Enhanced cognitive behavioral therapy (CBT-E) is the leading evidence-based treatment for all eating disorder diagnoses in adults, and has been adapted for use with adolescents. It is designed to produce changes in thinking (cognitive change), and focuses on what is keeping the eating problem going. The therapy is tailored to a specific eating problem. The patient and the therapist will become experts in the eating problem and what is keeping it going, and will work as a team to help overcome the eating problem. The patient will be given tasks to complete between therapy sessions to assist in making changes.
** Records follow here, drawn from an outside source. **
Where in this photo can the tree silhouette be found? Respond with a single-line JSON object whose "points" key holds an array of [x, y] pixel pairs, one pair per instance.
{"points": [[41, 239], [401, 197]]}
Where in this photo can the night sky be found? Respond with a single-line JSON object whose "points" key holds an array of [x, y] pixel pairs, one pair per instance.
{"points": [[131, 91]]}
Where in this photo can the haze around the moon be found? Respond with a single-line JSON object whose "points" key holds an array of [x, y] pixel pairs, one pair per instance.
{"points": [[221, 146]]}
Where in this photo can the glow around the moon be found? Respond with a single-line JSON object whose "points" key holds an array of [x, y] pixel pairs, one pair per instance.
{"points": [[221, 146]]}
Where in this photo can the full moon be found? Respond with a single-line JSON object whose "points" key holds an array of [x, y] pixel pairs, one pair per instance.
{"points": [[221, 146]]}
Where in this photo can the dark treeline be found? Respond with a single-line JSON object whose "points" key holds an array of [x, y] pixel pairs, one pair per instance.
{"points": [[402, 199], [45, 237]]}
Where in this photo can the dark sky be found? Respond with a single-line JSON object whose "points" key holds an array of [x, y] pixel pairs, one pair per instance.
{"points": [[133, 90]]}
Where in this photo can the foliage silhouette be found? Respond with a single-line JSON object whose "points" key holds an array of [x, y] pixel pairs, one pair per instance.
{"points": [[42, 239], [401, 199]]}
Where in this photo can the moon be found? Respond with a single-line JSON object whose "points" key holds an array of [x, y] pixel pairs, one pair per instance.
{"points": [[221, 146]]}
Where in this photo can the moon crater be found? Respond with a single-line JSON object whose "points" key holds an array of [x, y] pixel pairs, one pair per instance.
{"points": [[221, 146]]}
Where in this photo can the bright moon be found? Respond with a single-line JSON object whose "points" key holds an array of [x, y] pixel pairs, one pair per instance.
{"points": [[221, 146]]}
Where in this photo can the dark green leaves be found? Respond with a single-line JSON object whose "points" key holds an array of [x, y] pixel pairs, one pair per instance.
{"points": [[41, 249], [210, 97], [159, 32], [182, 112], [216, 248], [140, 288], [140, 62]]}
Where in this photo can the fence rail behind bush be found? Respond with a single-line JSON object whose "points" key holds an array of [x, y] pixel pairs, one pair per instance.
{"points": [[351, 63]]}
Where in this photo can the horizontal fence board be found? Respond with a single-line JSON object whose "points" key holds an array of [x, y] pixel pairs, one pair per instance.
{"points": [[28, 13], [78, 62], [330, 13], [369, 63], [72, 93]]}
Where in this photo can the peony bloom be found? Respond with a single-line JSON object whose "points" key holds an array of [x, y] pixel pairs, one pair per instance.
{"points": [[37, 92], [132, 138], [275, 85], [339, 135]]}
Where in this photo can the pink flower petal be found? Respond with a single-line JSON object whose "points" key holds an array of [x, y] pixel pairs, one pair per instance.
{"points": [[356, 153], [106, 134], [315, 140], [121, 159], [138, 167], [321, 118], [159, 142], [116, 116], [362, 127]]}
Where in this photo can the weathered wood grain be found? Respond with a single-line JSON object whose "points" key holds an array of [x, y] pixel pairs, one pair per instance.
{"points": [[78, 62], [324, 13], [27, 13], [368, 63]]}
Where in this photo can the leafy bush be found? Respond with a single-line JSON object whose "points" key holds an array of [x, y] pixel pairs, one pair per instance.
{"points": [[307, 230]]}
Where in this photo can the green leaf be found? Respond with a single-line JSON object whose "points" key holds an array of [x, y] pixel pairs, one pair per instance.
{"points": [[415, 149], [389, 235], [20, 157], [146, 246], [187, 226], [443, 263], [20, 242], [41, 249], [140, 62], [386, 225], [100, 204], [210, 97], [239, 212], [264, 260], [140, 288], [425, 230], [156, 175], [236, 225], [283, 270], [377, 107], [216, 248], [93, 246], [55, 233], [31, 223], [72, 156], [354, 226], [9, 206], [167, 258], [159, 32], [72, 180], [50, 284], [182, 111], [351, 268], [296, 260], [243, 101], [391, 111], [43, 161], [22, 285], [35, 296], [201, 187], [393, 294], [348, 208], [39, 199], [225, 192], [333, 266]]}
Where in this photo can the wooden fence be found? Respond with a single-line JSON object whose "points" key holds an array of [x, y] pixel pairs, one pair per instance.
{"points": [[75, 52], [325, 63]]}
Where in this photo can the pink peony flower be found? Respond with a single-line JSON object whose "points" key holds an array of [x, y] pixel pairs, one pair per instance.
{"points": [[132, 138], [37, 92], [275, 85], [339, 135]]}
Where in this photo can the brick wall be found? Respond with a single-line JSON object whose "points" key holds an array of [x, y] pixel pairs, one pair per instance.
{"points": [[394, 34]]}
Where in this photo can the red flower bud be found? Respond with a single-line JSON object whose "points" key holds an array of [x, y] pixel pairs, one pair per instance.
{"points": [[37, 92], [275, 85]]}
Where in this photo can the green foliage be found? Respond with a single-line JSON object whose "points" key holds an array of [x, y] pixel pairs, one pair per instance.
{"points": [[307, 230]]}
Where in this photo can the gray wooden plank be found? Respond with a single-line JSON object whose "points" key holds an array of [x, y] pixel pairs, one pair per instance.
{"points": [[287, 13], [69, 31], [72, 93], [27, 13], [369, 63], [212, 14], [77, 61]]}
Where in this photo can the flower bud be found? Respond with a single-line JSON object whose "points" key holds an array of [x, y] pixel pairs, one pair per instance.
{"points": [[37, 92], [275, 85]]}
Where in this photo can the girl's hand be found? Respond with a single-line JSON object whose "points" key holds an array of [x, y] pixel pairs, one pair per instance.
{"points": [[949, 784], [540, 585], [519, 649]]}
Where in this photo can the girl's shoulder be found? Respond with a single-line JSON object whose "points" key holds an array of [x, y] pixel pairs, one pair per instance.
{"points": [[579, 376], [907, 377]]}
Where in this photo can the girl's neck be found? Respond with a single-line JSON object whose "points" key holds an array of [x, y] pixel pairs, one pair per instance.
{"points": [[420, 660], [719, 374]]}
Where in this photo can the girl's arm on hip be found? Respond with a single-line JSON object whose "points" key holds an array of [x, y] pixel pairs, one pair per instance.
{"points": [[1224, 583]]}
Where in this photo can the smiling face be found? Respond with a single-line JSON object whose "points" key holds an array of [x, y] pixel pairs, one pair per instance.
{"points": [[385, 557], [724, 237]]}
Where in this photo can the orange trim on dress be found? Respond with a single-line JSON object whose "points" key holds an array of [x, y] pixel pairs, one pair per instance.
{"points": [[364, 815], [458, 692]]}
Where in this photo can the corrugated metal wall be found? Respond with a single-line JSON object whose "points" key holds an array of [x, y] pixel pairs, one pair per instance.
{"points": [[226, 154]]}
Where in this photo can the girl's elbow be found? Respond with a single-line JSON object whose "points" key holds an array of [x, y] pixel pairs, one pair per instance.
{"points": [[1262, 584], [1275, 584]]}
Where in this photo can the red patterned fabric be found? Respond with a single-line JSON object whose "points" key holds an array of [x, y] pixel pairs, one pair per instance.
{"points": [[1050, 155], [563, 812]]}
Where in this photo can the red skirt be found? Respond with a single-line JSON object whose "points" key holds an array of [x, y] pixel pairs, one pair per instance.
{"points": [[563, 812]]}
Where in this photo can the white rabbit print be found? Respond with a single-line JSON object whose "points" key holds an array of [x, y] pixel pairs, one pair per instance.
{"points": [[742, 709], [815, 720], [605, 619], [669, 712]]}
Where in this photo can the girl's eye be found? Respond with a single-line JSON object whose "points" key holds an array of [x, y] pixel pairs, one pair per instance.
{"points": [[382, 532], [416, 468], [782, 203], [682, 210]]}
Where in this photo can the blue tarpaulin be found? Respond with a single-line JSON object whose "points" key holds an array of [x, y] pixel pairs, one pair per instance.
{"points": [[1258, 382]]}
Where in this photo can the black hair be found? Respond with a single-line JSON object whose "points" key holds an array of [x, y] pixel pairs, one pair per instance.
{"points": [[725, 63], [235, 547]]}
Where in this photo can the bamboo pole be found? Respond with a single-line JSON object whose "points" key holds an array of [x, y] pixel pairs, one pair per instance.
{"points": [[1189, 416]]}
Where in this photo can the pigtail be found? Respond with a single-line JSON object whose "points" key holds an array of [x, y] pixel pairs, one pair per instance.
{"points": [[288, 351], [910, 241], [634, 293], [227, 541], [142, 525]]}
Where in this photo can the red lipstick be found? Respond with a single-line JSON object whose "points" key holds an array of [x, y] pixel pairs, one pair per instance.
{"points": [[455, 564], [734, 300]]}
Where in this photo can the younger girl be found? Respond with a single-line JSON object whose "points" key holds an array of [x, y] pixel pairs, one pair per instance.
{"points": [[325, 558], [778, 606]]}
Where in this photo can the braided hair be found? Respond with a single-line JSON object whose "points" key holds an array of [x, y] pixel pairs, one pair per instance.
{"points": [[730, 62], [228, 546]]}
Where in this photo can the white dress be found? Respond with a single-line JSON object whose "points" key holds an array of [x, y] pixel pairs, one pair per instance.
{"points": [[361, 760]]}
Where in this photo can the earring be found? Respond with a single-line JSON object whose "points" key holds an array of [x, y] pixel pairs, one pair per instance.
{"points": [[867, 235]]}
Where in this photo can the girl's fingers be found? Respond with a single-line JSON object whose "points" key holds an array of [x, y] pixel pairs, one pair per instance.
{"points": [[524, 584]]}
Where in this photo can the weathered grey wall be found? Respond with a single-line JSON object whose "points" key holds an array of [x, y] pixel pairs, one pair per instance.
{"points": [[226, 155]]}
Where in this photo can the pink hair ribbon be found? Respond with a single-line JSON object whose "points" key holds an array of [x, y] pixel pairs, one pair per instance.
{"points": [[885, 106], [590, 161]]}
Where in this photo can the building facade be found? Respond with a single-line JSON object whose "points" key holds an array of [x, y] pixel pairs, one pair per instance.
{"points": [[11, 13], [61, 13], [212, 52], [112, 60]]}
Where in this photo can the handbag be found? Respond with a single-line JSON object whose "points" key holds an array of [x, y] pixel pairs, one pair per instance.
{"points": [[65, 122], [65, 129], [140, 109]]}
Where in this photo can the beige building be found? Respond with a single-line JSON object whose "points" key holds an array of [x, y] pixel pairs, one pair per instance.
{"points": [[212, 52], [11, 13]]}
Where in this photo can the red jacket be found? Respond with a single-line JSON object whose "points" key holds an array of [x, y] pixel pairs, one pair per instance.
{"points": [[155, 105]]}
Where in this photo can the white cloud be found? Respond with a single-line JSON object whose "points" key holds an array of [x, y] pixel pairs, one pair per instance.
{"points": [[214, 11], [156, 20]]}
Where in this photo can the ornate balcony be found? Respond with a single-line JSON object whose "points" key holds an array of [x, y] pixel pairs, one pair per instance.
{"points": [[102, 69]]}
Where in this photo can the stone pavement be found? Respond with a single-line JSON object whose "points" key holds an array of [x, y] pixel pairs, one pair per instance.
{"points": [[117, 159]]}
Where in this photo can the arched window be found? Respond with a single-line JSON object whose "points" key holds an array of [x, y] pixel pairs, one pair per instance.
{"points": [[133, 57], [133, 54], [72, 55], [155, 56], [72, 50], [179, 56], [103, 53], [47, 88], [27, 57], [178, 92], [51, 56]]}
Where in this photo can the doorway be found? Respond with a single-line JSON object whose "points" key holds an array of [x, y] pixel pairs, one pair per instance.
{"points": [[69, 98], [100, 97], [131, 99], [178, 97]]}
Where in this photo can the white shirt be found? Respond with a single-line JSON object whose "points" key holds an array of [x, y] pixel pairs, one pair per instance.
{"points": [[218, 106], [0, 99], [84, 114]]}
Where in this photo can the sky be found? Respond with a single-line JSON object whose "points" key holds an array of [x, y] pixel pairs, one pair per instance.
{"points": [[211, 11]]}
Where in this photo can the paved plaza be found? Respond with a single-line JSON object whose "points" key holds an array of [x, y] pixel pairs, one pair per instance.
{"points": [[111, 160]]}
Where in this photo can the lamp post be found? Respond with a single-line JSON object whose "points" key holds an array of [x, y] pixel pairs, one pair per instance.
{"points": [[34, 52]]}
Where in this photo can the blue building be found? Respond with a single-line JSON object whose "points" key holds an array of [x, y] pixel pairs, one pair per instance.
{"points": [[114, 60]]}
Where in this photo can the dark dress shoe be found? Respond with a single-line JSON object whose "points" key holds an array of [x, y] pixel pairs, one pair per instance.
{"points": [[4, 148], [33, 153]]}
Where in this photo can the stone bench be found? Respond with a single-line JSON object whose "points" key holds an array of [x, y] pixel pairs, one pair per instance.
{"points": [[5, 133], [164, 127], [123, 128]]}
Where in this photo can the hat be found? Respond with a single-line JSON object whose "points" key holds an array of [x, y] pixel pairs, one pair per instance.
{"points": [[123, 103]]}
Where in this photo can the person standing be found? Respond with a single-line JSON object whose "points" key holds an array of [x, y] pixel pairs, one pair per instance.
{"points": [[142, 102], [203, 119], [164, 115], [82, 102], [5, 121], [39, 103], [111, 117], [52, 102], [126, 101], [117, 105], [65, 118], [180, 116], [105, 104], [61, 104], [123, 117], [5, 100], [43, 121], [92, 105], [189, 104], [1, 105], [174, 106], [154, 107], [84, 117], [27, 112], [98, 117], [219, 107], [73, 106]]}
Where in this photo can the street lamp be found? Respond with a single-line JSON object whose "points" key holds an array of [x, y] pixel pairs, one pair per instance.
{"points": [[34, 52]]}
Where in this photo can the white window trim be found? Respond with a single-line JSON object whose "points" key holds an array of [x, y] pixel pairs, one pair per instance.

Depending on a person’s needs, the patient and the therapist may work on:

  • Over-evaluation of shape and weight
  • Dietary rules and under-eating
  • Being underweight
  • Mood-related changes in eating
  • Low self-esteem
  • Perfectionism
  • Interpersonal problems

Additional information on this treatment method is available here.

Interpersonal therapy (IPT) is a time-limited, focused therapy developed for the treatment of depression that has been adapted for eating disorders and a range of age groups including adolescents and adults. It recognizes the importance of current interpersonal relationships in the recovery process. Interpersonal therapy is recommended in the National Institute for Clinical Excellence (NICE) guidelines for the treatment of depression and eating disorders.

Cognitive remediation therapy (CRT) has been described as “thinking about thinking” therapy. It was initially developed for patients with brain injuries. The therapy uses simple exercises to strengthen thinking skills. Research in patients with eating disorders has shown that these patients also have deficits in their thinking. In particular, patients with eating disorders tend to have inflexible thinking and difficulty seeing the “big picture.” CRT uses exercises and games to help patients improve their thinking and learn new strategies to solve problems.

Unified Protocol for Transdiagnostic Treatment of Emotional Disorders (UP) is an individual treatment developed to treat anxiety and mood disorders. The UP uses principles and strategies that come from cognitive-behavioral therapy (CBT) and from theories of emotion regulation. Therapy is personalized to meet individual needs, and may include several of the following goals and strategies:

  • Awareness and interpretation of emotional experiences
  • Identification and prevention of problematic behaviors that are driven by emotions
  • Identification and interpretation of physical sensations in an accurate and adaptive way
  • Exposure to thoughts or situations that trigger emotional responses

The method that’s best for you

We see most of our patients in our outpatient, or clinic, program, but if you or your child needs medical care for an eating disorder, we may arrange a stay in our inpatient, or hospital, program at Children’s. We’re the only hospital-based eating disorder program in the Twin Cities to offer immediate inpatient care 24 hours a day for patients who need medical treatment.

During a hospital stay, we will help you or your child attain a more stable medical condition and prepare for outpatient treatment. We’ll also teach you and your family strategies to make positive changes at home.

And as an organization dedicated to family-centered care, we offer many child and family services and resources, such as interpretive services.